Post date: Mar 06, 2014 11:20:5 PM
I intend to use MAKER to annotate the current L. melissa draft genome (here is a tutorial). This will provide an indication of the quality of the current genome and could provide putative functional information for the genetic basis of larval performance in the experiments. My plan for genome annotation follow Victor's work on the Timema genome.
MARKER uses ab initio gene predictions and expression or protein sequence data for genome annotation. The ab initio gene predictions are used for initial annotations. I will use one of the two programs Victor used for this, SNAP (Semi-HMM-based Nucleic Acid Parser). SNAP implements a HMM that requires a training gene model.
Similar to Victor, I am using CEGMA (Core Eukaryotic Genes Mapping Approach) for this (here is the paper). Here is Victor's description of how it works and the results from Timema:
CEGMA is a pipeline to find orthologs of a set of 458 highly conserved (~universal) eukaryotic proteins and annotate them (i.e. determine exons and introns). It uses BLAST (tblastn) to identify candidate genes, and Genewise, HMMER, and geneid to refine gene structures. There is a subset of 248 ultraconserved genes that are used to calculate completeness statistics: It found 135 complete matches (54.4%), and 214 partial matches (86.29%) in the Timema cristinae genome. This is rather low in comparison to most other genomes, which show values in the range of 90-100%, but it is not the worst case anyway. I think the difference between complete and partial matches might be explained because we have a rather fragmented draft (i.e. many scaffolds) and it would be improved whether we would merge scaffolds in linkage groups.

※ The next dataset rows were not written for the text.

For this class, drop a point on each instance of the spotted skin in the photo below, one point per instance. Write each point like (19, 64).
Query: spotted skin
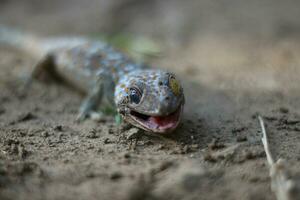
(108, 76)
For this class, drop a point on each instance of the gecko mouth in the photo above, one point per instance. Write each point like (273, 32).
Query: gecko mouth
(159, 124)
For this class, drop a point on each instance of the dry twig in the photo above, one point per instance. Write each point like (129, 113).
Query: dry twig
(280, 184)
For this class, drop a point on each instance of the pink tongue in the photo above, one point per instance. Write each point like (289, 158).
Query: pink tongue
(164, 122)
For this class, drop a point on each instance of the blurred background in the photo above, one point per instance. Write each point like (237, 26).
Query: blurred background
(236, 58)
(219, 43)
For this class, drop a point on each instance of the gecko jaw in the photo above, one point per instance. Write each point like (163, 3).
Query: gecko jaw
(157, 124)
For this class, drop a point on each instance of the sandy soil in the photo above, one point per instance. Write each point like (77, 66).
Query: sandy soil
(236, 61)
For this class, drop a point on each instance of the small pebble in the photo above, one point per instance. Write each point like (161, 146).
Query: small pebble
(284, 110)
(116, 175)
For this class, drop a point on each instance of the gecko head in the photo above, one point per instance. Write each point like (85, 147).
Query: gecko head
(150, 99)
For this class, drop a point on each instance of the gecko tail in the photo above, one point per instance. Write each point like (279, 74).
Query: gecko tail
(18, 39)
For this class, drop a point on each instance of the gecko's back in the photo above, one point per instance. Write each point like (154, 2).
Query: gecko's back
(78, 60)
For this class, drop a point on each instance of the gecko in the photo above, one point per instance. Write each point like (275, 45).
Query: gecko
(147, 98)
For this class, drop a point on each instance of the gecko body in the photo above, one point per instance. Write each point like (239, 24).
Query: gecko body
(150, 99)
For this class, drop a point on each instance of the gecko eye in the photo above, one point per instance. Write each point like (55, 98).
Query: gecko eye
(135, 95)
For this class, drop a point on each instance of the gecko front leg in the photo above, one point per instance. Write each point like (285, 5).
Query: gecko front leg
(99, 96)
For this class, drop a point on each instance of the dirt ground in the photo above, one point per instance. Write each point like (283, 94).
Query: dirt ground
(236, 59)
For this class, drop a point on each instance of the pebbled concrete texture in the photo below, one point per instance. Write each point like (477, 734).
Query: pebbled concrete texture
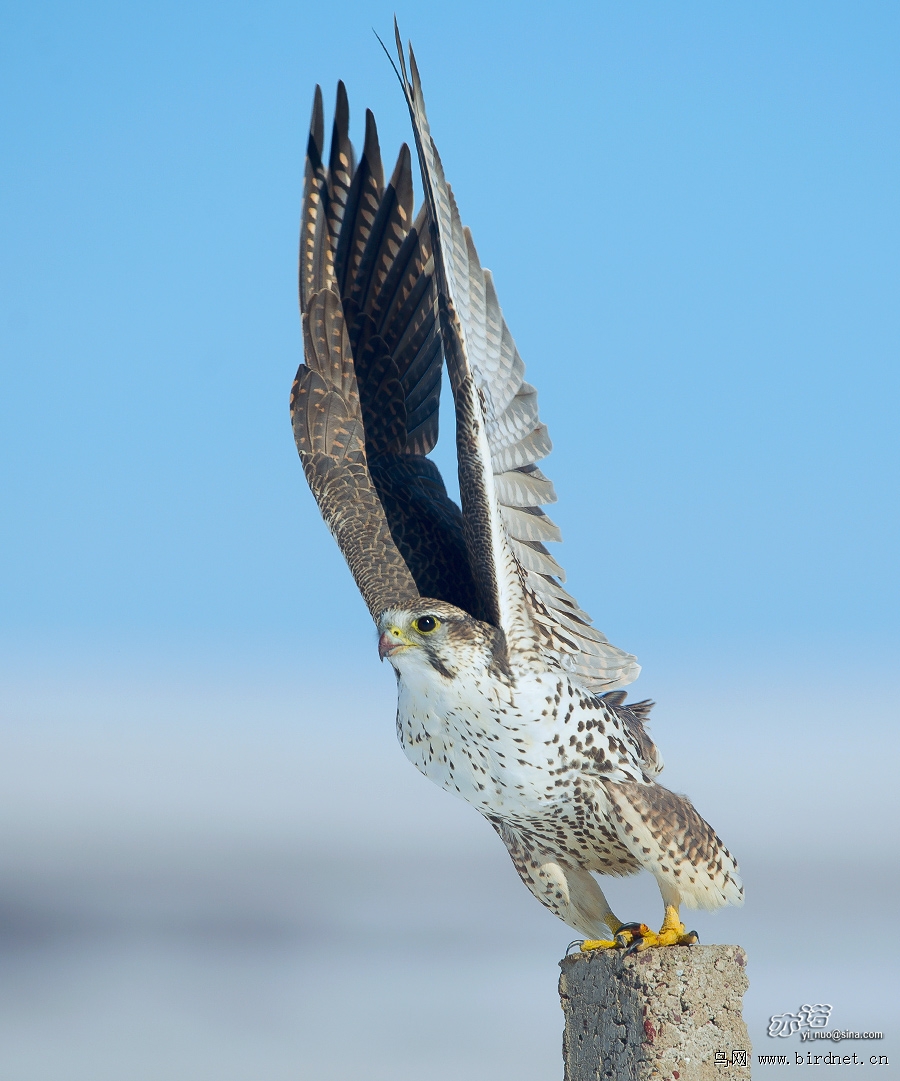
(653, 1016)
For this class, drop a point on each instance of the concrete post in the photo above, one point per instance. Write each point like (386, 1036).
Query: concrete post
(671, 1012)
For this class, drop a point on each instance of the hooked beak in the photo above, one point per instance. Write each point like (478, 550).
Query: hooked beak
(391, 641)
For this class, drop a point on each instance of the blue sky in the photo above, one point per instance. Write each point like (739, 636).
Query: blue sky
(692, 215)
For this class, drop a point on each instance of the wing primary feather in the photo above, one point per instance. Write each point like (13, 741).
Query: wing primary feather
(362, 205)
(313, 191)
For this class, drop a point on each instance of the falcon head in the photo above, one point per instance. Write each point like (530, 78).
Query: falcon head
(433, 636)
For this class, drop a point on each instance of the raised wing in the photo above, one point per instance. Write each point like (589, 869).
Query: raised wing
(499, 440)
(364, 403)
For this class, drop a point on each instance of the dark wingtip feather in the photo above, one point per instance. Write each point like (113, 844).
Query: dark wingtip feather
(372, 150)
(341, 108)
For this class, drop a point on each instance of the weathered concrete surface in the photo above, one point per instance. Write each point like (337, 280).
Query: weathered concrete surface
(656, 1015)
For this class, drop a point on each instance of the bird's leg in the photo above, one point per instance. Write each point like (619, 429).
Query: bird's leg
(636, 937)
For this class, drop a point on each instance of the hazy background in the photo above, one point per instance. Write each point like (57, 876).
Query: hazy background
(215, 864)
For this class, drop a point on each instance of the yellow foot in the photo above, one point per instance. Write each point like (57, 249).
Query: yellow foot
(636, 937)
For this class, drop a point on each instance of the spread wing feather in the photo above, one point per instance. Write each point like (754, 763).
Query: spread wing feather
(499, 440)
(364, 404)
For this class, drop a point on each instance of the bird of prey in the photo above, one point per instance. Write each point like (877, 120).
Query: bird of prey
(508, 696)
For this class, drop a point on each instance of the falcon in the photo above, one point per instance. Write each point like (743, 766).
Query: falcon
(507, 694)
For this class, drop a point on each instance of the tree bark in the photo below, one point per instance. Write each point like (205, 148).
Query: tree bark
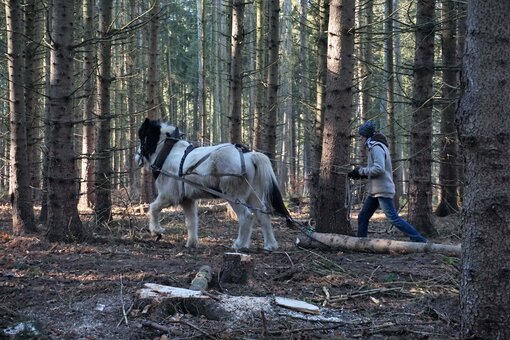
(34, 101)
(272, 79)
(448, 179)
(420, 191)
(332, 214)
(87, 198)
(375, 245)
(236, 81)
(317, 123)
(21, 194)
(63, 188)
(484, 131)
(103, 168)
(147, 194)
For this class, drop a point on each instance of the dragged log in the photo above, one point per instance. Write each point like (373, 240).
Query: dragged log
(376, 245)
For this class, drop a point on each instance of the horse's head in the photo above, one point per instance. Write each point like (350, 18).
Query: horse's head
(151, 133)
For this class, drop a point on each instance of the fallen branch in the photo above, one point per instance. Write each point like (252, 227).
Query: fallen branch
(169, 330)
(317, 240)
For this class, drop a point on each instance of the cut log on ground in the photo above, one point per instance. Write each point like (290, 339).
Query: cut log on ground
(236, 268)
(202, 279)
(164, 301)
(376, 245)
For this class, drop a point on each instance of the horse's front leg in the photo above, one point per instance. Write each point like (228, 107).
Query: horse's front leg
(246, 219)
(190, 210)
(154, 211)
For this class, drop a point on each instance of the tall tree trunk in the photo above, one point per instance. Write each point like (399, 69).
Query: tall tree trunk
(87, 198)
(152, 92)
(448, 178)
(63, 188)
(202, 110)
(390, 92)
(272, 78)
(398, 169)
(34, 103)
(103, 174)
(260, 69)
(484, 131)
(21, 195)
(318, 121)
(236, 82)
(339, 99)
(134, 185)
(420, 192)
(304, 89)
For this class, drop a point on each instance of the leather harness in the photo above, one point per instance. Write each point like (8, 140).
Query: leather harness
(169, 144)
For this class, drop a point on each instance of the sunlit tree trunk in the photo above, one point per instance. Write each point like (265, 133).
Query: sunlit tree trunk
(63, 188)
(152, 92)
(134, 184)
(236, 83)
(448, 167)
(390, 92)
(484, 131)
(34, 102)
(332, 214)
(272, 78)
(260, 71)
(21, 195)
(89, 108)
(201, 107)
(318, 120)
(420, 190)
(103, 169)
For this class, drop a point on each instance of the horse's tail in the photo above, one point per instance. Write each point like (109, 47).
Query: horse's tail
(266, 184)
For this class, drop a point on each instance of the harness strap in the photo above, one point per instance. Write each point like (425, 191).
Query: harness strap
(186, 153)
(162, 155)
(192, 168)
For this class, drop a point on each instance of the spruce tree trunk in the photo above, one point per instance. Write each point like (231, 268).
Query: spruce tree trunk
(236, 83)
(260, 67)
(87, 197)
(272, 78)
(484, 131)
(63, 220)
(147, 194)
(448, 178)
(103, 174)
(34, 101)
(21, 194)
(332, 214)
(420, 191)
(317, 123)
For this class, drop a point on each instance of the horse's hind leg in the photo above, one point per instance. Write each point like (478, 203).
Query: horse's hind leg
(246, 219)
(154, 211)
(190, 210)
(270, 242)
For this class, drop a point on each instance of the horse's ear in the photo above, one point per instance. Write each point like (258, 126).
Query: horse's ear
(146, 122)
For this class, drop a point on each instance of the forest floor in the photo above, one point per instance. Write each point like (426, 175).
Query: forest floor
(89, 290)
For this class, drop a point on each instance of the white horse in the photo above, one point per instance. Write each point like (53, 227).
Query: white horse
(185, 173)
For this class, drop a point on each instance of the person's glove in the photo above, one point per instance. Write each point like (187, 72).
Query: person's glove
(354, 174)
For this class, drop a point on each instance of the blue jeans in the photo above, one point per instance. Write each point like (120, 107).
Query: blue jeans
(386, 204)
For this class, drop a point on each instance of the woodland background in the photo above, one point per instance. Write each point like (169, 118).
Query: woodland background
(292, 79)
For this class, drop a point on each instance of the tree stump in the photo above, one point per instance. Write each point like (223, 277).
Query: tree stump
(202, 279)
(236, 268)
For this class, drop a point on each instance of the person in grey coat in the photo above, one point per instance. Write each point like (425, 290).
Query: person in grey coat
(380, 187)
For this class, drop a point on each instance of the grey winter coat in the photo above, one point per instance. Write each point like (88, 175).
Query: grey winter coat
(378, 169)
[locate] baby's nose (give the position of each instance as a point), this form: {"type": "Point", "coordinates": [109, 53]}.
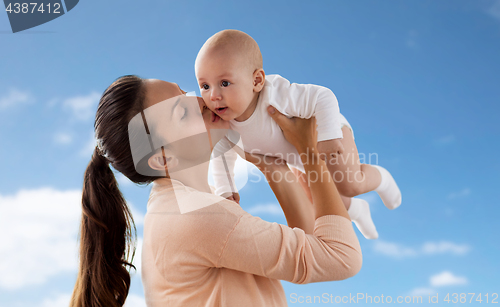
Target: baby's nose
{"type": "Point", "coordinates": [215, 95]}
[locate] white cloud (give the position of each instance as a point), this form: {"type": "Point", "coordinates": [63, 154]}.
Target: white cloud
{"type": "Point", "coordinates": [273, 209]}
{"type": "Point", "coordinates": [396, 250]}
{"type": "Point", "coordinates": [83, 107]}
{"type": "Point", "coordinates": [40, 230]}
{"type": "Point", "coordinates": [494, 10]}
{"type": "Point", "coordinates": [464, 192]}
{"type": "Point", "coordinates": [15, 97]}
{"type": "Point", "coordinates": [63, 138]}
{"type": "Point", "coordinates": [134, 300]}
{"type": "Point", "coordinates": [447, 278]}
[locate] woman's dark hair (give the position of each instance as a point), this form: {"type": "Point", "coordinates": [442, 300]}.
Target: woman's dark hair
{"type": "Point", "coordinates": [107, 230]}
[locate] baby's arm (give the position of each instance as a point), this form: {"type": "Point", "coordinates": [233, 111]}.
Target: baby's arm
{"type": "Point", "coordinates": [307, 100]}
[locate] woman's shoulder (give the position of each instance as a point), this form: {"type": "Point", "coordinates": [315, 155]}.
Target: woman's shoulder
{"type": "Point", "coordinates": [173, 196]}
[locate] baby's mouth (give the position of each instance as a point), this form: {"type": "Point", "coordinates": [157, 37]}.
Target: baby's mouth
{"type": "Point", "coordinates": [221, 110]}
{"type": "Point", "coordinates": [215, 118]}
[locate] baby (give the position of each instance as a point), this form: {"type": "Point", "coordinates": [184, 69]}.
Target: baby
{"type": "Point", "coordinates": [234, 86]}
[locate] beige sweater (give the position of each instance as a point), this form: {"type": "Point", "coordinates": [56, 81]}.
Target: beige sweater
{"type": "Point", "coordinates": [220, 255]}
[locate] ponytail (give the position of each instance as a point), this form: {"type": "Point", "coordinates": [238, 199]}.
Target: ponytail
{"type": "Point", "coordinates": [107, 231]}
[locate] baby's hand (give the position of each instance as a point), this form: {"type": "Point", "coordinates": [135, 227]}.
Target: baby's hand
{"type": "Point", "coordinates": [234, 197]}
{"type": "Point", "coordinates": [331, 147]}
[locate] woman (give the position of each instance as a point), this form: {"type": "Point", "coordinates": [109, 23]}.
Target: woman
{"type": "Point", "coordinates": [200, 249]}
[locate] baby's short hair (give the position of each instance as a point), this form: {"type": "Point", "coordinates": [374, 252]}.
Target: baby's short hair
{"type": "Point", "coordinates": [235, 41]}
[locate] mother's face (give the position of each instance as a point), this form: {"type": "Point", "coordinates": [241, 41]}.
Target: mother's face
{"type": "Point", "coordinates": [179, 124]}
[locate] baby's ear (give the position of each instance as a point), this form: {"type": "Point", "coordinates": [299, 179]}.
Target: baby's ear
{"type": "Point", "coordinates": [259, 79]}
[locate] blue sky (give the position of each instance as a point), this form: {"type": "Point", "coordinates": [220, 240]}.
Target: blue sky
{"type": "Point", "coordinates": [418, 81]}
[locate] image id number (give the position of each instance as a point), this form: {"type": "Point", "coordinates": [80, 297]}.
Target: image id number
{"type": "Point", "coordinates": [29, 8]}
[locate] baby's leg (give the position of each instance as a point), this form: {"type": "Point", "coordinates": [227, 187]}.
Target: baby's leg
{"type": "Point", "coordinates": [357, 208]}
{"type": "Point", "coordinates": [353, 178]}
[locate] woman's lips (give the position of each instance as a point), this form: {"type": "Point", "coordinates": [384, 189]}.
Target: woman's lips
{"type": "Point", "coordinates": [221, 110]}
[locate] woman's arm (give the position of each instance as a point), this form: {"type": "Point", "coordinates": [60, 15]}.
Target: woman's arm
{"type": "Point", "coordinates": [296, 206]}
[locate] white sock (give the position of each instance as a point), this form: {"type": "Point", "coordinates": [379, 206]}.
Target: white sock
{"type": "Point", "coordinates": [359, 212]}
{"type": "Point", "coordinates": [388, 189]}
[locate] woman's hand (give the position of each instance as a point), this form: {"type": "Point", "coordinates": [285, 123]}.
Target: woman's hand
{"type": "Point", "coordinates": [300, 132]}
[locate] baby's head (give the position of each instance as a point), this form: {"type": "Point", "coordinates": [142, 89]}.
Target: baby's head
{"type": "Point", "coordinates": [230, 75]}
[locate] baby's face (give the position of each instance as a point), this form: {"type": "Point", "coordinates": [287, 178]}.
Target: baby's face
{"type": "Point", "coordinates": [226, 83]}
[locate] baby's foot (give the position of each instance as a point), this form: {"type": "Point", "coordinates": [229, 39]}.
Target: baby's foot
{"type": "Point", "coordinates": [388, 189]}
{"type": "Point", "coordinates": [359, 212]}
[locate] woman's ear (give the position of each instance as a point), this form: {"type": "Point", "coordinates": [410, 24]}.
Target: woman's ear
{"type": "Point", "coordinates": [259, 78]}
{"type": "Point", "coordinates": [162, 162]}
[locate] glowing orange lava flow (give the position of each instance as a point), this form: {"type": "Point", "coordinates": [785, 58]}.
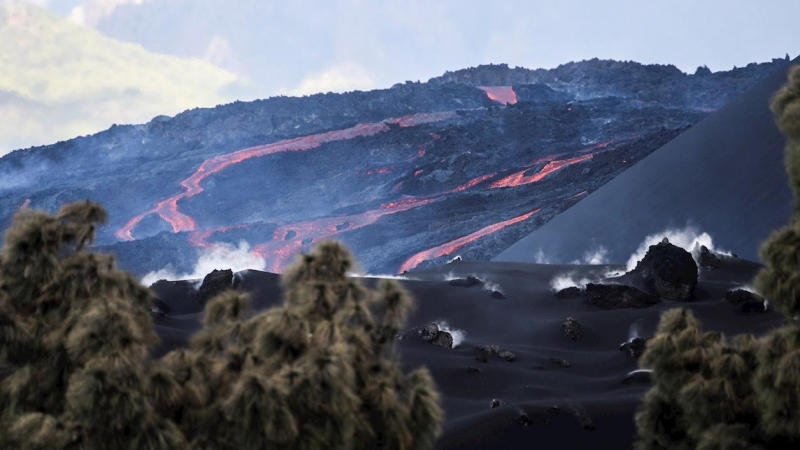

I installed CEGMA and the other needed programs (this was a pain) and I am running cegma on my computer. The results will be in data/lycaeides/melissa_genome/Annotation/cegma/. Here is the command I ran (from Downloads/cegma_v2.4.010312/sample/)/:
cegma --genome ~/labs/evolution/data/lycaeides/melissa_genome/final.assembly.fasta
We had complete matches to 49.19% of the 248 CEGs and partial matches to 68.55 of them. This is a bit worse than for Timema, but not surprising as the Timema genome is in better shape.
I am also gathering protein and EST data. I have EST data from D. plexipus, H. erato and H. melpomene in data/lycaeides/melissa_genome/Annotation/est. The monarch data is from brain tissue, whereas the Heliconius data is from wing discs. I might consider combining these or just using the monarch data. The *est file has all of the metadata for the monarch ESTs. I also downloaded the UniRef50 data set (downloaded 6 March 2014), which is in data/lycaeides/melissa_genome/Annotation/protein.